Il y a des rencontres qu’on fait à l’école et qui vous changent une vie. Tazir Mastin a fait la connaissance de Mica Levi, plus connue dans le monde du rock sous le nom de Micachu, à treize ans alors qu’elles étudiaient respectivement la harpe et le violon à la Purcell School for Young Musicians, célèbre établissement scolaire dédié à la musique situé dans la banlieue londonienne. Depuis, les deux trentenaires ne se sont plus quittées. Levi est même devenue la productrice attitrée de Mastin. En 2013, le tandem s’était déjà distingué avec I’m Not Dancing, tube électro bricolo de dance music lo-fi repéré par le label Greco-Roman du Hot Chip Joe Goddard. Mais depuis, plus grand-chose. Juste deux EP’s et deux chansons ( Sun Down et Silly Games) sur l’album Adrian Thaws de Tricky. Native de l’Essex, diplômée du London College of Fashion, Tazir dans la vraie vie est jeune maman et designer dans une agence d’impression. Quand à l’âge de l’université, Levi s’est engagée à la Guildhall School of Music, Mastin s’est dirigée vers le monde de la mode mais en continuant de côtoyer sa pote. Que les dieux de la musique en soient loués.

Insomnia

Née à la fin des années 80, Tazir a grandi avec Lauryn Hill et les Destiny’s Child mais aussi Al Green, Barry White et D’Angelo… Tirzah, qu’elle considère comme sa collaboration avec Levi et non comme un projet solo, a le spectre bien plus large que ça. Tirzah fait dans la pop expérimentale, la voix soul et l’ambiance moderne mais dépouillée. Majoritairement enregistré dans son appartement et studio improvisé qu’elle partage avec des amis artistes dans le sud de Londres, Devotion est une petite pépite à l’équilibre fragile. Un disque de r’n’b aux pianos et aux microbeats répétitifs façonné par les arrangements explorateurs et la production décharnée de Levi (punk savante à qui l’on doit les bandes originales d’ Under the Skin et de Jackie).

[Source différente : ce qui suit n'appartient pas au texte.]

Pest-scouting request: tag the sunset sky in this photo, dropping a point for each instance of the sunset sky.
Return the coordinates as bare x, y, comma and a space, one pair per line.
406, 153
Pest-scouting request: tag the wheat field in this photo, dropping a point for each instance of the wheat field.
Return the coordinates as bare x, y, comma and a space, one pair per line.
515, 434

Le tempo a ralenti mais les thèmes sont restés les mêmes: les rapports et les conflits humains. L’amour, la tristesse et la loyauté… Chez Tirzah, même l’autotune ( Guilty) ne fâche pas… Minimaliste, intime, faussement bancal, Devotion doit autant à ses limitations délibérées et intelligentes qu’à sa voix. Ce timbre troublant à la Martina Topley-Bird (tiens, une autre muse de Tricky) entre chant et spoken word qui sonne comme si vous l’écoutiez dans sa chambre planqué sous son lit.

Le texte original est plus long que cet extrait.